ALGO EN COMÚN

 


Entre él y el autor hay cosas en común: “Descubre muy temprano que nada le importa más que leer. Lee todo lo que puede, lo que encuentra. Le hasta lo que no entiende. Poco  a poco, sin duda porque dura más que lo razonable, su comportamiento, hasta entonces ensalzado como un ejemplo de juicio, madurez, civilización, cobra una cierta presencia, se vuelve demasiado visible.”

Comparte, además, el drama de “levantar los ojos” en el momento preciso en que “el emblema de la autarquía que es la lectura (mi libro y yo solos contra  el mundo) arremete. El autor dice que esa fatídica frase se pronuncia como tragedia infantil y como farsa adulta; lejos, la segunda es la peor porque evidencia el gesto balbuceante de buscar tanteando los anteojos. Y se da cuenta que aquí no coincide porque él usa los mismos anteojos para leer y ver al mundo; considera eso una ventaja más que una tragedia: cuando el mundo lo asquea (muy frecuentemente) el solo hecho de levantarlos a la frente es suficiente para no ver prácticamente nada.

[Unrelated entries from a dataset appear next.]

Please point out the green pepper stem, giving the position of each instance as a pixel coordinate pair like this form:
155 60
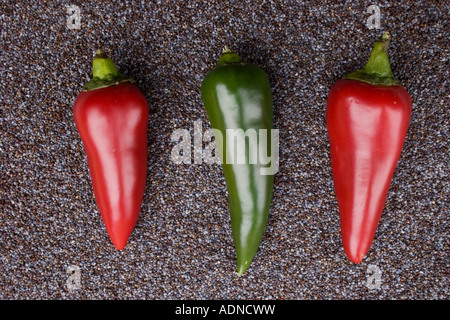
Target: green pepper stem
104 73
228 57
378 68
103 67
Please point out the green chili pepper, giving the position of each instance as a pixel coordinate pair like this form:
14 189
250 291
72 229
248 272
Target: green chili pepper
238 100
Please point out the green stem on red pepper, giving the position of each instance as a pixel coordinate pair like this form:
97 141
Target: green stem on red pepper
377 70
104 73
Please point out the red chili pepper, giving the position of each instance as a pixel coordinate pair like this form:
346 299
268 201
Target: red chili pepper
368 114
111 115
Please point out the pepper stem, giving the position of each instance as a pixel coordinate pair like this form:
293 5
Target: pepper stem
104 73
228 57
378 68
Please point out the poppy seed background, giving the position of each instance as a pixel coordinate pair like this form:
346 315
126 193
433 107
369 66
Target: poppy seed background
181 247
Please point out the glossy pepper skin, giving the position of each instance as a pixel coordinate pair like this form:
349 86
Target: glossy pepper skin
237 95
111 115
368 114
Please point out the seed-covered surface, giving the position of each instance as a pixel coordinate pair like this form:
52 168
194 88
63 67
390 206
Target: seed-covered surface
181 247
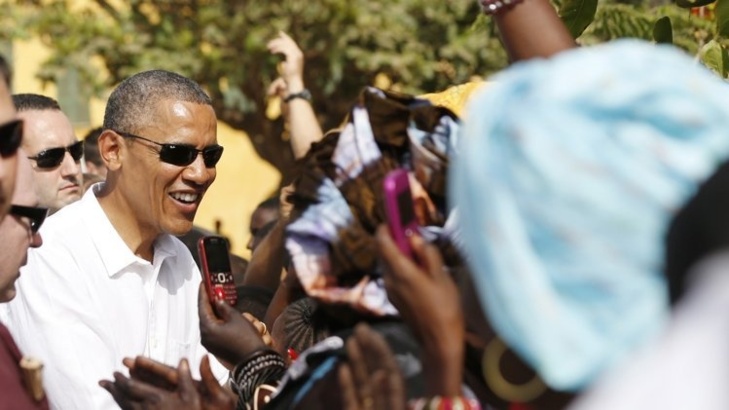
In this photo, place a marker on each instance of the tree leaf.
(663, 31)
(577, 15)
(689, 4)
(721, 11)
(713, 56)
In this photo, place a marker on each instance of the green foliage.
(687, 4)
(577, 15)
(422, 46)
(663, 31)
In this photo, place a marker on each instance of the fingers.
(204, 308)
(346, 384)
(118, 396)
(208, 378)
(375, 349)
(154, 372)
(358, 365)
(225, 311)
(283, 44)
(188, 392)
(135, 390)
(428, 255)
(278, 88)
(399, 266)
(260, 326)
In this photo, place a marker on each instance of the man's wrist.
(303, 94)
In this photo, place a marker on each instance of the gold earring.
(515, 393)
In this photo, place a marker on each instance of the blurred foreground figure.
(570, 172)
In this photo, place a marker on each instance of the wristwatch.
(303, 94)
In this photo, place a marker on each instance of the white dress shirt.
(85, 302)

Se agracia que a casi sus cuarenta años puede considerarse una especie de lector que ha roto el prejuicio de elegir lecturas según las ideologías de los autores: no sabe por qué, pero sí sabe que no sabe qué son las ideologías. Lo toma por sorpresa porque Borges, el Borges de siempre, el que almorzó con el tirano, el que odiaba a los peronistas, el que hablaba bajito, y el que, con falsa modestia, se jactaba de todo lo que había leído más de lo que había escrito (como Cortázar, pero el último, con barba, anteojos y guayabera, encandilaba, ejercicio no muy difícil, los ojos de la izquierda ilustrada.) lo acompaña en el insomnio frecuente: teme conservadurismo.

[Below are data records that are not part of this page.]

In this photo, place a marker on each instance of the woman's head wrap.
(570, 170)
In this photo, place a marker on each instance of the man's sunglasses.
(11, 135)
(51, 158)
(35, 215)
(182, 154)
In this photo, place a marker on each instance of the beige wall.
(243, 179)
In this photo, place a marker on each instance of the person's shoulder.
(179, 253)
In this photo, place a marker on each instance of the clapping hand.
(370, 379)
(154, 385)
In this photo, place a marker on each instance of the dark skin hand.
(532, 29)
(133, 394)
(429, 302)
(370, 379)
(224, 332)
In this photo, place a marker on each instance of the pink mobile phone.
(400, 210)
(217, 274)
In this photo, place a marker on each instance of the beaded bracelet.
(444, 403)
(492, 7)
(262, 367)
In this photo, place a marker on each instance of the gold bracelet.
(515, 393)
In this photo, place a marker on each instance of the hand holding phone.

Coincide con el autor que “El sur contradice el veredicto de que leer no es vivir, tan esgrimido a la hora de desacreditar a Borges y a los devotos de los libros. Leer, aquí, es más bien la causa del vivir, de un vivir intenso, vertiginoso, sin vuelta atrás, al que ninguna acción permitirá acceder jamás.” Piensa en la tristeza que lo abordará al descubrir que nunca llegará a tiempo a Borges, que aunque relea y relea no bastará para abarcar ese artificio mundano.

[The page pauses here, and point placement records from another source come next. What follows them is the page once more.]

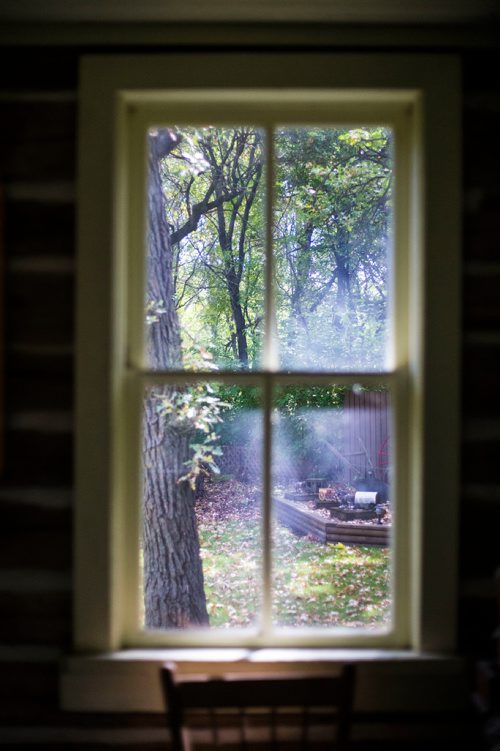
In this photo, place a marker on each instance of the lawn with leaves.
(314, 584)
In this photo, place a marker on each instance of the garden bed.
(306, 521)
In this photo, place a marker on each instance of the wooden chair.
(248, 711)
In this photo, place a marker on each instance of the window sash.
(428, 359)
(267, 110)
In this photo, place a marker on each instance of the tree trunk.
(174, 594)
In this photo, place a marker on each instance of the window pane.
(332, 228)
(332, 507)
(201, 543)
(205, 265)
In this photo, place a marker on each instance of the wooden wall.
(38, 116)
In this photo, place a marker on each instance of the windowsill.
(388, 680)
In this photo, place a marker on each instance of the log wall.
(38, 136)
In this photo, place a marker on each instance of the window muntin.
(142, 123)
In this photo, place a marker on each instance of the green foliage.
(195, 408)
(313, 584)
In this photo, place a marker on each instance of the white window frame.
(425, 90)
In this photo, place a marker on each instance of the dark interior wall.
(38, 135)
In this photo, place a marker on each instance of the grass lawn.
(313, 584)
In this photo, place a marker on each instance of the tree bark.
(174, 595)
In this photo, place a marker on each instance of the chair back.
(250, 711)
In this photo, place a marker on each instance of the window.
(330, 99)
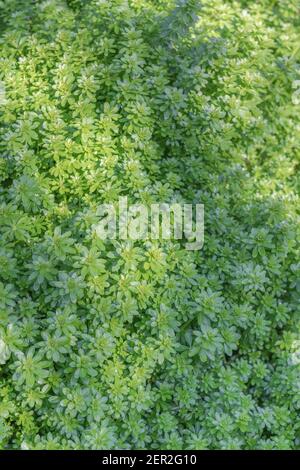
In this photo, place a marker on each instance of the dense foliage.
(117, 344)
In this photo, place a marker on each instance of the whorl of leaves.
(143, 344)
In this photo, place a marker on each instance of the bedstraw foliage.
(142, 344)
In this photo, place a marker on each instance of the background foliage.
(145, 345)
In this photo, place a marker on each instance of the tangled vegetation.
(111, 344)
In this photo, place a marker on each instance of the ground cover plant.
(111, 344)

Mientras escribe levanta los ojos y ve los estantes de su biblioteca, ese fetiche del cual Bolaño se admiraba de ser dueño a pesar de la comprobación de que el tiempo no alcanzaría para tanta lectura pendiente. Esa angustia, permea por los agujeros del alma, pero nada puede hacer, recuerda a Camus, a Sísifo, a la piedra y al mito. Por un momento deja suspendidos los dedos antes de seguir tecleando, levanta los ojos trágicamente y comprueba, como el autor, que “con los libros pasa como con el amor: nada atrae tanto a los rivales como la intención de consagrarse a un único objeto. Pero el lector que es, está hecho para la privación; conoce bien el placer de agregar un nuevo trofeo al botín de los días castos.” Y a pesar de no haber leído todo Proust, lo transfiere a otros autores y  comprende que tiene también esa “suerte de emanación ubicua, de atmosfera o de música, que envuelve y se posa sobre todas las cosas y les deja una especie de polvillo leve, incluso banal, que quizá no diga mucho, pero no se puede quitar.” Baja los ojos y sigue viendo libros, se desnuda y se busca entre los pliegues ese polvillo, pero se da cuenta, luego de un minucioso análisis, de que lo ha penetrado y ya no hay vuelta atrás, que no se puede limpiar porque, como dice el autor, “la lectura es una transfusión de sangre, shock eléctrico, posesión.” A pesar de ello, a pesar de haber enamorado a una mujer leyéndole durante varias noches seguidas, no puede aun ganarle al cuerpo la contienda vital de las necesidades. Cree que para triunfar, necesita dosis más intensas de lectura para provocar un verdadero trance. Lo hará.